Frogs have recently become very popular exotic pets as they are generally undemanding, often visually appealing, and can be kept under fairly basic conditions, compared to reptiles. Many frogs, especially small ones, are inexpensive, and their food is in most cases easily purchased. Commonly kept pet frogs include ranids, hylids, bufonids, leptodactylids, and dendrobatids.
Pet frogs can be fed a wide variety of live foods, from pinhead crickets to mice and rats, depending on the size of the frog. Particularly small pet frogs, like those of Dendrobates and Phyllobates species, will generally feed on small crickets, fruit flies, springtails, and other small arthropods.

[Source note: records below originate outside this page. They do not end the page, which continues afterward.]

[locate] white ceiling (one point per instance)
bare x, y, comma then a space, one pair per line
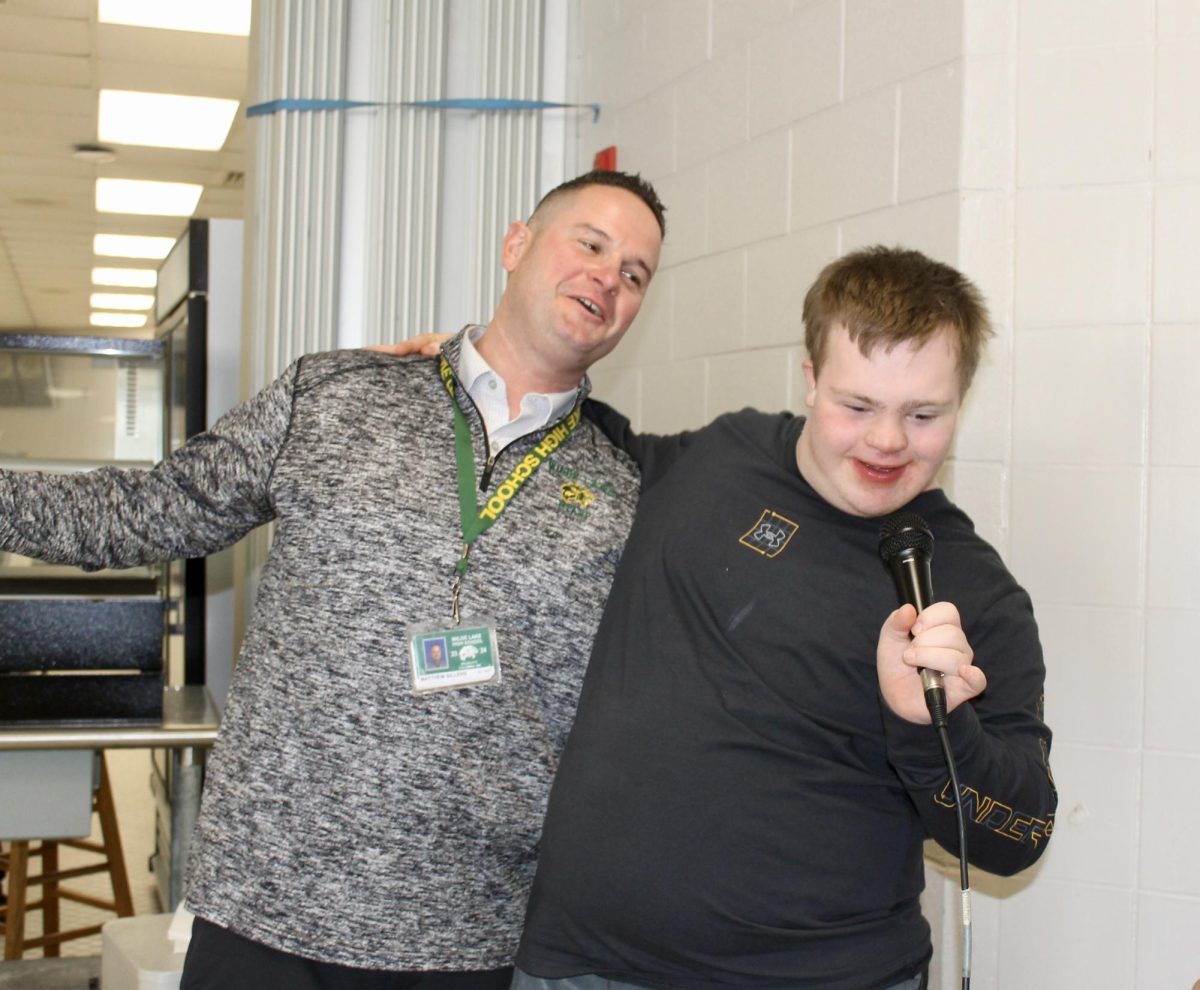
54, 59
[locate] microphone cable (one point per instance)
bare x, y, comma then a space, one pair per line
906, 546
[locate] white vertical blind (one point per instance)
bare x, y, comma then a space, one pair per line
377, 223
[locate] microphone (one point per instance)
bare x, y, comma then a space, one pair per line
906, 546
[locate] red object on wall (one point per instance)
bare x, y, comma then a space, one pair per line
606, 159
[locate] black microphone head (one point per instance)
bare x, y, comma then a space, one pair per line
905, 532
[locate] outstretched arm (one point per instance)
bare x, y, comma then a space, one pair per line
203, 498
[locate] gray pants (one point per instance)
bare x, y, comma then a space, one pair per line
525, 982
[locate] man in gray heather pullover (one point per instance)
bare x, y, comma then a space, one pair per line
447, 534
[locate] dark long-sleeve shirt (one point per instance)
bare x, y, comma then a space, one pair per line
737, 805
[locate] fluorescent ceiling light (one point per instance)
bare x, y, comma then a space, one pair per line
117, 300
118, 319
165, 120
132, 246
126, 277
215, 17
142, 196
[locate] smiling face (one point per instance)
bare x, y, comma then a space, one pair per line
879, 426
577, 276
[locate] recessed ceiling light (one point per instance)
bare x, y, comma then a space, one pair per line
126, 277
216, 17
117, 300
145, 197
132, 246
118, 319
96, 154
165, 120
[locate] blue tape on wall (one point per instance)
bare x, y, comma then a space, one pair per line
275, 106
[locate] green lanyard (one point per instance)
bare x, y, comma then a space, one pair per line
477, 520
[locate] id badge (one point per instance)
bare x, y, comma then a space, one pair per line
444, 657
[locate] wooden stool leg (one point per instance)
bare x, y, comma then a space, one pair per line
113, 851
49, 894
15, 911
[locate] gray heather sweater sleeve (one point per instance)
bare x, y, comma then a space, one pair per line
203, 498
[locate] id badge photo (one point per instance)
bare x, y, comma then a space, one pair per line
444, 657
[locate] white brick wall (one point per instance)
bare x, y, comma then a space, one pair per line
1051, 150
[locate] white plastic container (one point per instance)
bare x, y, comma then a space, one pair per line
136, 954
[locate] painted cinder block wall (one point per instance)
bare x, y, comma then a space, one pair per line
1051, 150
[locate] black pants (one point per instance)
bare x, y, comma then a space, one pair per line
217, 959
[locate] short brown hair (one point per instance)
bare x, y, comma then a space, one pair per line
886, 295
621, 180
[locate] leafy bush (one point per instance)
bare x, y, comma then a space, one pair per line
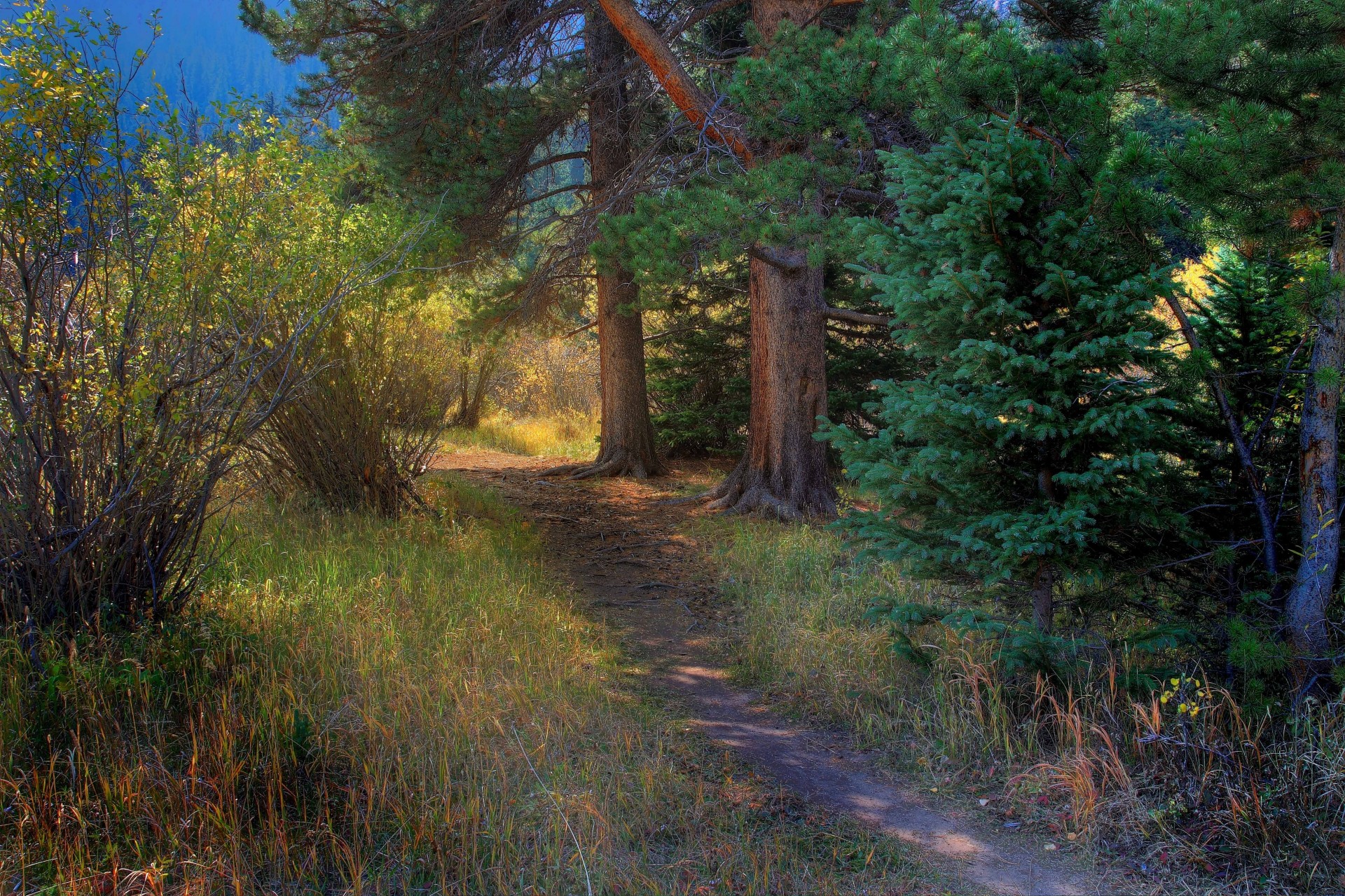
369, 418
155, 294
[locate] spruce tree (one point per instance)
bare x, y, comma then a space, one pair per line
1264, 81
481, 109
1028, 450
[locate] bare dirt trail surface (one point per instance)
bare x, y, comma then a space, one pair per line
634, 565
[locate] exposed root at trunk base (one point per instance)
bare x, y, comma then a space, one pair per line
745, 491
611, 466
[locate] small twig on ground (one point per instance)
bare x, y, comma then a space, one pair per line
638, 544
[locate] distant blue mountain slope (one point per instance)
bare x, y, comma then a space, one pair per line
203, 45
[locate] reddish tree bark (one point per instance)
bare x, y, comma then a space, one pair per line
783, 471
627, 446
1305, 608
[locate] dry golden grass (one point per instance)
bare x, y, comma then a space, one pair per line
361, 705
1215, 802
563, 435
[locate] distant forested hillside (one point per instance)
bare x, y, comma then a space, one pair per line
203, 48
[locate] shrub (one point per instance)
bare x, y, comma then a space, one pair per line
155, 295
369, 418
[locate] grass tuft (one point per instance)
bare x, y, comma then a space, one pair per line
561, 435
1218, 801
387, 707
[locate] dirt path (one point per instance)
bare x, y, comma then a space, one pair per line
634, 568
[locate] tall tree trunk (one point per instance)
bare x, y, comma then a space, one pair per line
627, 436
783, 471
1305, 608
1044, 598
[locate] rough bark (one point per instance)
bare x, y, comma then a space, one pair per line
1305, 608
783, 473
1244, 456
1044, 599
627, 436
663, 65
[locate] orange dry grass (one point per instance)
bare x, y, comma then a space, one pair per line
377, 707
1227, 802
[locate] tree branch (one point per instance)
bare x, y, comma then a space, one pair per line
856, 318
782, 259
1235, 435
674, 80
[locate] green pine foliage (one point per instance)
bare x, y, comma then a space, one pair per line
1036, 436
1264, 84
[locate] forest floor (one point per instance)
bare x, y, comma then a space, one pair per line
637, 567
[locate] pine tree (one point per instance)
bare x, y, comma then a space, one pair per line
1253, 340
1264, 81
1028, 450
479, 111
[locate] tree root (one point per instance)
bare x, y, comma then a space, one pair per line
621, 464
733, 497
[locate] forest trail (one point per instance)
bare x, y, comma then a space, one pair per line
634, 567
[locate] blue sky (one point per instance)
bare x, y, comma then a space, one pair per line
203, 45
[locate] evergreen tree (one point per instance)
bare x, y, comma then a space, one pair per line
479, 109
1266, 163
1253, 340
1028, 450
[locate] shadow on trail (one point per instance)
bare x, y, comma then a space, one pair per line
633, 565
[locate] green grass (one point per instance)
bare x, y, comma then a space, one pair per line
563, 435
362, 705
1227, 802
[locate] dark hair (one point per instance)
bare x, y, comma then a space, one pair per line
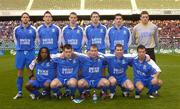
141, 47
24, 14
118, 45
94, 12
118, 14
67, 46
39, 58
144, 12
94, 46
47, 12
73, 13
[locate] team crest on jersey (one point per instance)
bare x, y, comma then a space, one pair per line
78, 31
47, 64
42, 64
123, 61
74, 61
30, 31
99, 60
144, 67
124, 32
53, 30
101, 30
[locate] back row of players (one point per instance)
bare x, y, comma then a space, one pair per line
97, 38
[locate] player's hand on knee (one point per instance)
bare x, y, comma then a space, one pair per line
154, 81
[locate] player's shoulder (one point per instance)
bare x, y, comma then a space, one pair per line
103, 26
137, 26
110, 28
39, 27
126, 28
17, 27
33, 27
87, 27
56, 26
80, 27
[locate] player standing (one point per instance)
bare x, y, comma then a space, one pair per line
146, 33
118, 34
73, 33
49, 34
24, 38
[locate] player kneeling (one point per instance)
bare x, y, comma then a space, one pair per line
144, 74
67, 71
117, 66
92, 75
45, 73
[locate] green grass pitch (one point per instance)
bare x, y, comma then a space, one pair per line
169, 93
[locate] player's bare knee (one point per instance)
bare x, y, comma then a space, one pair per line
139, 86
72, 82
160, 82
131, 87
81, 83
53, 84
29, 86
20, 73
106, 82
46, 84
112, 81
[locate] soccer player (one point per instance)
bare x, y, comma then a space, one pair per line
144, 74
92, 75
95, 33
67, 72
45, 73
24, 39
49, 34
118, 34
146, 33
73, 33
117, 66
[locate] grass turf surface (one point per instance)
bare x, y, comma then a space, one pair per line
169, 93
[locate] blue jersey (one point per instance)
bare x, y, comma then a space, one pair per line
73, 36
92, 68
96, 35
49, 36
44, 70
117, 66
67, 68
142, 70
119, 36
24, 37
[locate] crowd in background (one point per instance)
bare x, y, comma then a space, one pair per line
169, 30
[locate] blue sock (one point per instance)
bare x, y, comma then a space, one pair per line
56, 90
153, 88
67, 89
138, 92
112, 88
104, 88
156, 87
73, 90
19, 84
35, 92
80, 89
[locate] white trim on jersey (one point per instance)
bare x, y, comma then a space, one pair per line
14, 35
85, 35
33, 64
154, 65
62, 35
37, 37
59, 37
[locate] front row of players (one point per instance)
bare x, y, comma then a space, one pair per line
83, 72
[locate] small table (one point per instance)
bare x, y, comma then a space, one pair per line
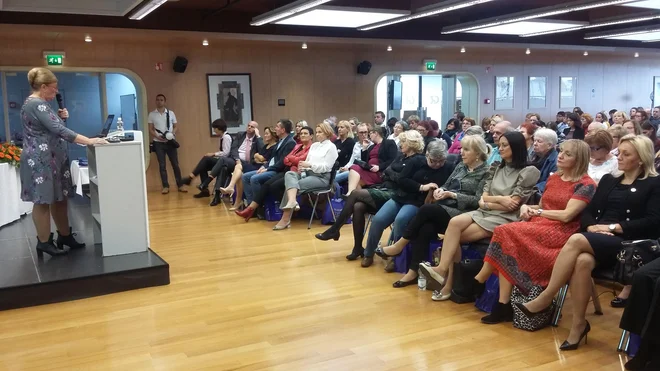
79, 176
11, 205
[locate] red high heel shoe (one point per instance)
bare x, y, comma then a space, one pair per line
246, 214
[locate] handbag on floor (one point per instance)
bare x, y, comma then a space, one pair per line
520, 320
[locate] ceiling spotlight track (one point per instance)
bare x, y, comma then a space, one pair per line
641, 17
286, 11
443, 7
533, 14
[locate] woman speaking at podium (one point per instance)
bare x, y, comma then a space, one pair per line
45, 175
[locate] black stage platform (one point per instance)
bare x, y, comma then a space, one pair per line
27, 280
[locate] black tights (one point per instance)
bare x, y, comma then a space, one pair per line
359, 203
430, 220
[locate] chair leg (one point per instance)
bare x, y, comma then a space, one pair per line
561, 298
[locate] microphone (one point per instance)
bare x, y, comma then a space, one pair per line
60, 102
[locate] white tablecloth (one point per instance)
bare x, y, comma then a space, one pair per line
11, 205
79, 175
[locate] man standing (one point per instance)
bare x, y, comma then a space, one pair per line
162, 121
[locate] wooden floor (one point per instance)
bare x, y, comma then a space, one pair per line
244, 297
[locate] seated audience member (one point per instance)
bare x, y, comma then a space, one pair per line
650, 131
275, 185
378, 158
459, 194
602, 161
632, 127
508, 186
626, 207
456, 145
253, 180
210, 159
545, 155
362, 144
240, 153
523, 253
527, 130
397, 201
398, 128
642, 316
498, 130
574, 129
313, 173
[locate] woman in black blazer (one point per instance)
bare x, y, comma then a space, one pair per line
626, 207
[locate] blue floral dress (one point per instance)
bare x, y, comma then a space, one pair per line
45, 169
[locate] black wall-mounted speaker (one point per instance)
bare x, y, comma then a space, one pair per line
364, 67
180, 64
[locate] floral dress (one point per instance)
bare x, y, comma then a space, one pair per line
45, 174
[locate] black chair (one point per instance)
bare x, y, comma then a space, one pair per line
326, 191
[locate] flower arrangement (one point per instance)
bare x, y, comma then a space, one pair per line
10, 154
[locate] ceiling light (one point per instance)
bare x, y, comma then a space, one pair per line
328, 16
445, 6
522, 27
147, 8
532, 14
286, 11
642, 17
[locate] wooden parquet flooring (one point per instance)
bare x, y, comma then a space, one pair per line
244, 297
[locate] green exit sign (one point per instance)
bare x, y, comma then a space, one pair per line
54, 59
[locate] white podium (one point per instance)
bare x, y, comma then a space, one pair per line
118, 192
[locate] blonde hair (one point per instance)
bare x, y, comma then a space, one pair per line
477, 144
413, 139
326, 129
644, 148
582, 157
40, 76
347, 126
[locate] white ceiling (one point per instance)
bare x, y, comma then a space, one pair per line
87, 7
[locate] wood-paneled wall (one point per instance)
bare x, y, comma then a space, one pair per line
320, 81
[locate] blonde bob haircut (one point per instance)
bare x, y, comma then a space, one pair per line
580, 150
326, 129
477, 144
413, 139
644, 148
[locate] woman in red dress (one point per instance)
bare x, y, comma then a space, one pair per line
523, 253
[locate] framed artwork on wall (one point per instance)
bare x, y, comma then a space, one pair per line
230, 99
537, 92
504, 92
567, 91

Medium-sized pet frogs can be fed larger crickets, mealworms, butterworms, silkworms, grasshoppers, and even small fish. Large pet frogs, like those in the genus Ceratophrys can be fed small fish, other frogs, reptiles, and small mammals such as mice or rats.
Depending on the size and nature of the frog, the size of terrariums in which they can be kept varies widely. Small or sluggish frogs can be kept in 60 x 30 x 30 cm terrariums; the highly active dendrobatids are an exception as they like to climb; dendrobatids generally need a terrarium of about 1 m x 60 cm x 60 cm. Large frogs, on the other hand, may need a terrarium measuring 1 m in each direction. Some arboreal frogs, such as dendrobatids, can stick to glass; these frogs require terrariums with sealed tops to prevent escape. Tropical frogs also often require an air flow; cages with metal mesh on at least two walls should provide them with enough air flow. All pet frogs require moisture; this can be provided either with an automatic fog machine or by a hand-held spray bottle. Frogs that live in the jungle naturally must be misted at least twice per day; frogs native to drier areas do not require as much moisture. Pools of clean water must also be provided; water with chlorine in it can damage the frogs. Bottled water should be used instead to fill the frogs' pools.